Alright, I'm done touching grass for the summer. Time to brainstorm.
One of my main criticisms of drum 'n bass after the late 1990s is that, after the release of "Wormhole" by Ed Rush and Optical, the biohazard stamp from Virus Recordings simply won't come off. This comes in handy when you have an entire floodgate's worth of jazz samples and “intelligent” drum 'n bass dishwater to distance yourself from. However, what happens when, around two generations later, that same biohazard stamp comes bundled into a new generation of DAW junkies with no concept of this particular bit of creative tension? What function does it ultimately serve, other than another calcified trope bogging down talent in the studio?
As Simon Reynolds wrote in edition 300 of The Wire, neurofunk has always sounded more or less exactly like the ultra-clinical, labor-intensive and squeaky-clean digital environment it was produced in (the age of DAWs has done little to mitigate this). One of his arguments is that neurofunk in many ways represented the resolution of a particular point of internal creative tension: when you're stuck in the quagmires of jazzy noodling and bare-knuckle, bone-dry techstep backlash, the only way out is through. That way through was blasted open around ten years later by labels like Renegade Hardware and artists like Stakka and Skynet, in large part thanks to the steadily increasing momentum of the osmosis of dystopian and industrial themes from adjacent media.
The problem, however, is that neurofunk as a meme is so alluring that it keeps accelerating the same old process, even after the aforementioned way through the quagmire has long since been established, and even after the creative utility is all but spent. In the wake of a mega-globalized drum 'n bass scene (the Let It Roll festival in the Czech Republic being perhaps the greatest example of this), music production tech that's been “democratized”, the death of the author and the hammer of deconstructive death smashing the same bent and corroded narrative nail over and over, the late 90s neuro pilgrim seeking a way to a different place is dead and buried. Despite this, neurofunk as a genre still keeps screaming down the EDM speedway, stacking waveform upon waveform, twisting basslines into jarring pretzels and contracting dynamics to such an excruciating degree that one would think the portal out of drum 'n bass hell is closing. Why? Which destination does the portal lead to? Do producers even know where their M.O. is from at this point, or are we watching another sub-genre turn into a terminally online mimetic zombie?

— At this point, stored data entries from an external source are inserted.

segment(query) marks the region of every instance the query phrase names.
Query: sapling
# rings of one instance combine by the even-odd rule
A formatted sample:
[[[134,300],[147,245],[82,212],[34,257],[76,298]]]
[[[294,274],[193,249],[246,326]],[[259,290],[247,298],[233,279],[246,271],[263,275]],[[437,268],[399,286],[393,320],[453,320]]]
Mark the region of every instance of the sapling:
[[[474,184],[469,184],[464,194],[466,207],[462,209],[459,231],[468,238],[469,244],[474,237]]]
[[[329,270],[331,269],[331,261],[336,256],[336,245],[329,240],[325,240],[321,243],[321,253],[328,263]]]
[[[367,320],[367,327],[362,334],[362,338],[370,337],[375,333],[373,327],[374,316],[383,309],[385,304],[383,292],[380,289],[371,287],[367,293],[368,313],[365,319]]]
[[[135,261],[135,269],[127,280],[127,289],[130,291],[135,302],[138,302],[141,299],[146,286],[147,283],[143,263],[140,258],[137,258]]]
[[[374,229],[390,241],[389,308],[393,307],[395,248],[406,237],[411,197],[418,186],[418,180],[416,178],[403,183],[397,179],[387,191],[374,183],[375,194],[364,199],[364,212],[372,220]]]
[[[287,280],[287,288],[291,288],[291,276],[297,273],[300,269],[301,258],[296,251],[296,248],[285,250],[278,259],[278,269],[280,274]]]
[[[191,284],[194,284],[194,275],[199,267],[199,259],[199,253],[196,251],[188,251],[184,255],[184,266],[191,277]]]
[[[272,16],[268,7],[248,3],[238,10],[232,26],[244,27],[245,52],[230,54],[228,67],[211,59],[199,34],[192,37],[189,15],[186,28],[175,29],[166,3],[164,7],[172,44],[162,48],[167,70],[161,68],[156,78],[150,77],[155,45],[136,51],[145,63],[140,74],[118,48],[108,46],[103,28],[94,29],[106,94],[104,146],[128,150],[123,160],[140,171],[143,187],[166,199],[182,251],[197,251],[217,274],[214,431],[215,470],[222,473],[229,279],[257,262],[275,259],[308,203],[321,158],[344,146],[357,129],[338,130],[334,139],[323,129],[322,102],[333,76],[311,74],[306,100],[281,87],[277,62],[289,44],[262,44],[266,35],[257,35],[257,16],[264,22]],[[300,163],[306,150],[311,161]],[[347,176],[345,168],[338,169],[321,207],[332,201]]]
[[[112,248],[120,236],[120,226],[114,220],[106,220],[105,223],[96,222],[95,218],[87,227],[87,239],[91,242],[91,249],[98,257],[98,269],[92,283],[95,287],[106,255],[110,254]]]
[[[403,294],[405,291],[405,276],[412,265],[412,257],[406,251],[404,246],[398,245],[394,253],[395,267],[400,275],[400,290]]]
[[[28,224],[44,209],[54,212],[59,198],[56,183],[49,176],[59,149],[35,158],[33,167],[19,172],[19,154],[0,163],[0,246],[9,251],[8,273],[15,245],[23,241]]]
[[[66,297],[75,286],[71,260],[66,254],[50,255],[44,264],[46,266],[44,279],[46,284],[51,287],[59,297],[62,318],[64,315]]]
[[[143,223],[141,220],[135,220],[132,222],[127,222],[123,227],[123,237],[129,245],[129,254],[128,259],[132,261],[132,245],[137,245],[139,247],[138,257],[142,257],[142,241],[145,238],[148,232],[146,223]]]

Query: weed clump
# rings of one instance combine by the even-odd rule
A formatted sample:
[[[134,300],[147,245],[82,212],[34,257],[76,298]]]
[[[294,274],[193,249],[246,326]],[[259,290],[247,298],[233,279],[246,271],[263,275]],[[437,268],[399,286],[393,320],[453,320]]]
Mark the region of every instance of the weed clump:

You don't even need to zoom as far in as neurofunk, either. The problem affects virtually everything musical connected to a breakbeat, because you're not "there". Not "there" as in being a person with the right classicist mindset. Not "there" as in being a person whose studio exploits and artistic expression are rooted in a concrete and specific scene. Not "there" as in being a person with the right experience with and lessons drawn from the same social phenomena that are themes in drum 'n bass as a whole. You're not "there" because you've long since ceased to interact with and internalize culture in the same manner as the people whose musical legacy you're trying to build on. You didn't listen to this EP to become more familiar with the workings of an engine block, or because you'd come out on the other side of it with more automotive knowledge, or because the concept of the EP would bridge some kind of creative gap and drive your own personal development forward. You listened to it because it makes up another well-fitting piece of your own brand-fueled aesthetic puzzle. There is no "there" to speak of when you come out on the other side, because really, once music has been sapped of as much value as it has, its role is relegated to that of another brick in the aesthetic wall on your personal island. Is it any wonder that half the reels of big EDM shows you see on social media get flooded with comments on how dead the crowd is, or how the crowd cannot put their phones down?
A common counter to this line of reasoning is that once cultures, scenes and their forms of expression are divorced from their regional/physical anchoring, the aforementioned osmosis really is just a process of liberation from stodgy classicism and sour-faced gate keeping. You probably should not look to this EP to back up that argument, however. Audeka advertise the EP as a link to the mechanical function of a combustion engine, but once the overall glitchy framework gets established by the first two tracks, the link becomes increasingly tenuous. The glitchy elements used and the rhythmic dynamics draw heavily on music from artists that did not use anywhere near as specific of a reference to concrete automotive concepts (the first couple of tracks, particularly, owe a lot to Monolake and the dudes over at Raster Noton). So, setting aside how impressive the technical handiwork on the EP is, would you recognize the different components of an engine block through the music without the track titles holding your hand? How vague could Audeka have made the visual elements before the “sound design porn” accusations would start whizzing around the room? Who, ultimately, gets to call the shots on merit and creative vision after said “liberating” process is complete? Is it really you?